Re: Backends stalled in 'startup' state: index corruption - Mailing list pgsql-hackers

From Tom Lane
Subject Re: Backends stalled in 'startup' state: index corruption
Date
Msg-id 27844.1338148415@sss.pgh.pa.us
Whole thread Raw
In response to Re: Backends stalled in 'startup' state: index corruption  (Greg Sabino Mullane <greg@endpoint.com>)
Responses Re: Backends stalled in 'startup' state: index corruption
List pgsql-hackers
I've been continuing to poke at this business of relcache-related
startup stalls, and have come to some new conclusions.  One is that
it no longer seems at all likely that the pg_attribute rows for system
catalogs aren't at the front of pg_attribute, because the commands that
might be used to update them are disallowed even to superusers:

foo=# alter table pg_index alter column indnatts set statistics -1;
ERROR:  permission denied: "pg_index" is a system catalog
foo=# alter table pg_index alter column indnatts set (n_distinct = -1);
ERROR:  permission denied: "pg_index" is a system catalog

Now a sufficiently stubborn DBA could override that protection (via
direct manual UPDATE on pg_attribute, or by doing ALTER TABLE in a
standalone backend with allowSystemTableMods set).  But it doesn't seem
like something anybody would try in a production database.  So while
I'd still like to see the results of that ctid query in Jeff's "broken"
database, it seems pretty unlikely that we will see high block numbers.

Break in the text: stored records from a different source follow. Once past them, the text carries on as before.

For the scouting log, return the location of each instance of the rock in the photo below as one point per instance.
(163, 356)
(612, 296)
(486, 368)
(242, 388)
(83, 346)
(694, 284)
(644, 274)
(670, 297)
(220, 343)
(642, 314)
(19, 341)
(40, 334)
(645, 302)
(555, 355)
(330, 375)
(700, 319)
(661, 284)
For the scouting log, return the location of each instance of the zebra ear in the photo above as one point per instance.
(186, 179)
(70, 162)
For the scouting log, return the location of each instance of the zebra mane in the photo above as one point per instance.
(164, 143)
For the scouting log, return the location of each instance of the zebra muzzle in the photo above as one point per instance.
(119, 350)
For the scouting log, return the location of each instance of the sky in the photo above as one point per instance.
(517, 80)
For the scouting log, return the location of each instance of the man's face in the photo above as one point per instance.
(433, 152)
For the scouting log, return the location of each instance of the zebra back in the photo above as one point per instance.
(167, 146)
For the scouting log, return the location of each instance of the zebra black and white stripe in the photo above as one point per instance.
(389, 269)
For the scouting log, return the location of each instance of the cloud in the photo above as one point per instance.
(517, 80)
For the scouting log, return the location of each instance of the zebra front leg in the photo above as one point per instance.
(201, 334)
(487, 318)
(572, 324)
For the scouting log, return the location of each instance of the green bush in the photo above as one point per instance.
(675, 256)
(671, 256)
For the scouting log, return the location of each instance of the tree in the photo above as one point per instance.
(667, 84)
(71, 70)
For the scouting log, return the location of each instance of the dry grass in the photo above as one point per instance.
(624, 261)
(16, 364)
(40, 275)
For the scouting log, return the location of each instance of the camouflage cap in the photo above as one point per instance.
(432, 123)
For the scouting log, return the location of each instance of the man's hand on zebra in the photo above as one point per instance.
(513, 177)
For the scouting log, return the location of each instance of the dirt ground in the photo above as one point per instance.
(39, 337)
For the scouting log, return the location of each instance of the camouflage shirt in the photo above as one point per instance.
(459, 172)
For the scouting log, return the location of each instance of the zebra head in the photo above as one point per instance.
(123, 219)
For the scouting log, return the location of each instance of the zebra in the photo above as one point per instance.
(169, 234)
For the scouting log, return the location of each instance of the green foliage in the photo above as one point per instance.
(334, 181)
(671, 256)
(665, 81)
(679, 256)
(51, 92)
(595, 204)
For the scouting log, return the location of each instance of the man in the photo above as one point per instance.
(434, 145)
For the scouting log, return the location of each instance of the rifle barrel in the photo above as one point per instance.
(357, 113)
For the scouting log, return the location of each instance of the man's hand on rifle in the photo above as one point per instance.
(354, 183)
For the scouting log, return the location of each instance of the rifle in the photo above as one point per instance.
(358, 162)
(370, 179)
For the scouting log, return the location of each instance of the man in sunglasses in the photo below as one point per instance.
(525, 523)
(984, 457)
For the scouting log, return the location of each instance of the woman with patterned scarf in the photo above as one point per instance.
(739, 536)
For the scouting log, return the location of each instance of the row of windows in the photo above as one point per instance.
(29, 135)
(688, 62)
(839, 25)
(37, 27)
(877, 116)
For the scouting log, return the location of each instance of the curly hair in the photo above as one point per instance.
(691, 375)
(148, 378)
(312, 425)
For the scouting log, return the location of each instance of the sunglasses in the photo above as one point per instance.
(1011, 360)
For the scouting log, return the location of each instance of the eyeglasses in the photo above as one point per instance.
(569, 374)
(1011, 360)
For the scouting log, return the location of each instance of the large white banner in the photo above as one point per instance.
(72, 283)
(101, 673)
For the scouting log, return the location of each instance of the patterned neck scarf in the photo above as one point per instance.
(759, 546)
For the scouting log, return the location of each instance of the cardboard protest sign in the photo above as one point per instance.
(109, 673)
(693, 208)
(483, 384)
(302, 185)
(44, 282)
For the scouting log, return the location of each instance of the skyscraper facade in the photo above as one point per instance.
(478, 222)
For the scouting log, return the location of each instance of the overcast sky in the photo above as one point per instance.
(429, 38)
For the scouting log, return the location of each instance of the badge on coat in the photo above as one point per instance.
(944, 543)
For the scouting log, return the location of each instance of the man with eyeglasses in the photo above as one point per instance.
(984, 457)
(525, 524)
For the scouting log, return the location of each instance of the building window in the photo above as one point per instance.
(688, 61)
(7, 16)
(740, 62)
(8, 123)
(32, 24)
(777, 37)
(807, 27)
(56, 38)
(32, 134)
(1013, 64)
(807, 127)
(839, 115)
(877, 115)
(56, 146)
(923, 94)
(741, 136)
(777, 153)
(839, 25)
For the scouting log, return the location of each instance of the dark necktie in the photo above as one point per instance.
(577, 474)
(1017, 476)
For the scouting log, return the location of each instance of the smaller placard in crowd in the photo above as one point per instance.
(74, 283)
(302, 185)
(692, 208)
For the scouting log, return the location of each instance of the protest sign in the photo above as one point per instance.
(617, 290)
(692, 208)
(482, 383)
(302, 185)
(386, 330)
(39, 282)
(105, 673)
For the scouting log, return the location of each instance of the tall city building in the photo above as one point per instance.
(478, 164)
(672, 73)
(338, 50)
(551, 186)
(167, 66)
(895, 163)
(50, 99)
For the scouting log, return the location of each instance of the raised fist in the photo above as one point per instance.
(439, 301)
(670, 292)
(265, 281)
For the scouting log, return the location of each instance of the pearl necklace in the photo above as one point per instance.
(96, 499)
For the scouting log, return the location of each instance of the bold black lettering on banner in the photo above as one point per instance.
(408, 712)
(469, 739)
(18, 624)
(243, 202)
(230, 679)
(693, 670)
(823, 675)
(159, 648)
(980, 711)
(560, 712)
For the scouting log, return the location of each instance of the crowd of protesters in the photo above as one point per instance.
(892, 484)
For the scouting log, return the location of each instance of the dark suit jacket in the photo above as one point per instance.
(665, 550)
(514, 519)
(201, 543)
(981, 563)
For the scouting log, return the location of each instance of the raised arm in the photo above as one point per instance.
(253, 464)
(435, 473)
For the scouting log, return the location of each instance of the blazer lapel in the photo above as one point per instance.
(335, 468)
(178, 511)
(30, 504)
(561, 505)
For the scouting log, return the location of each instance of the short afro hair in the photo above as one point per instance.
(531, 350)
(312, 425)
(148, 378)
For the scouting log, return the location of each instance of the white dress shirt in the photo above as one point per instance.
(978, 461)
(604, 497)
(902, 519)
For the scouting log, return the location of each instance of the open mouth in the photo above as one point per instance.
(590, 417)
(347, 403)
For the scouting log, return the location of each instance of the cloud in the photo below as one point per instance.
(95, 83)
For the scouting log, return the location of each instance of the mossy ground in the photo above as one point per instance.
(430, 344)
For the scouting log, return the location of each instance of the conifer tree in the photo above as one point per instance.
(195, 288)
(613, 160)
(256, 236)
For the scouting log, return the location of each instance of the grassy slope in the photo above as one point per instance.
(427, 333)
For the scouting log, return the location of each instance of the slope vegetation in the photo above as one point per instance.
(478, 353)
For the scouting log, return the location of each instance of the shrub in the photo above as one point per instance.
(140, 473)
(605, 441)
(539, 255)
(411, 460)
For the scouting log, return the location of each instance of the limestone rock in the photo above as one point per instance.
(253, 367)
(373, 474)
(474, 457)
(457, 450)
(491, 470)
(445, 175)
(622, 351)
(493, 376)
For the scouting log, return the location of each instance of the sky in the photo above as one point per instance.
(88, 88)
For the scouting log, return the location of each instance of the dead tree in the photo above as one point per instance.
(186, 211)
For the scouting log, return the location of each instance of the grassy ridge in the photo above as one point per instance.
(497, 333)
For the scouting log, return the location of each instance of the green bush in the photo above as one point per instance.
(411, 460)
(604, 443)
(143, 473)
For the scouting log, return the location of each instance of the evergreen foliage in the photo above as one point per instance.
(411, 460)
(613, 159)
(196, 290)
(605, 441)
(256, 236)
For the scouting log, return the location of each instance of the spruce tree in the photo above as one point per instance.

But, if all those rows are at the front of pg_attribute, how do we
explain the high block numbers seen in Jeff's stack traces?  He posted
three traces that show RelationBuildTupleDesc doing heapscans:
http://archives.postgresql.org/pgsql-bugs/2012-04/msg00186.php
http://archives.postgresql.org/pgsql-bugs/2012-04/msg00196.php
http://archives.postgresql.org/pgsql-bugs/2012-04/msg00197.php
and in each one of these, the block number being passed to
ReadBufferExtended is well past where those rows ought to be.
What's more, the three traces are performing the pg_attribute heapscan
for three different catalogs; so to blame this observation on some
rows having gotten relocated to high block numbers, you'd have to
believe that had happened for all three of these catalogs (one of
which is an index, so there'd be no reason to fool with its stats
attributes anyway).

AFAICS, if there are not rows at high block numbers, the only other
possibility is that syncscan mode was active.  (A third explanation is
that some rows are just plain missing, but then the system would have
been erroring out altogether, which it was not.)  That theory requires
us to invent an explanation for the fact that Jeff now observes
pg_attribute to be slightly smaller than 1/4th shared_buffers, but
perhaps autovacuum managed to shrink it at some point after the trouble
happened.

Another thing that can be deduced from those stack traces is that sinval
resets were happening.  For example, in the third message linked above,
the heapscan is being done to load up a relcache entry for relation 2601
(pg_am).  This would be unsurprising, except that stack frames 17 and 18
show this is happening during the fifth call of load_critical_index, and
we should have had both pg_am's reldesc and the syscache entry that's
being fetched at relcache.c:1010 loaded up in the first call.  So those
cache entries have to have gotten blown away by sinval reset.  This is
not terribly surprising if there were a steady flux of DDL happening in
the database, for instance temp table creations/drops.  (Jeff, can you
comment on that?)  If heapscans over the whole of pg_attribute were
occurring, they'd take long enough to expose the process to sinval
overrun even with not-very-high DDL rates.

Now the interesting thing about that is that if an sinval reset occurs
at any time while relcache.c is trying to load up initial relcache
entries, it will not try to write a new relcache init file.  This means
that a steady but not very large flow of DDL activity from existing
sessions in the database would be sufficient to prevent incoming
sessions from ever writing pg_internal.init, and thus the stall behavior
could persist for a long time, which is something I hadn't been able to
explain before.  (If this were not happening, the stalls would disappear
as soon as any incoming session successfully got through its stall.)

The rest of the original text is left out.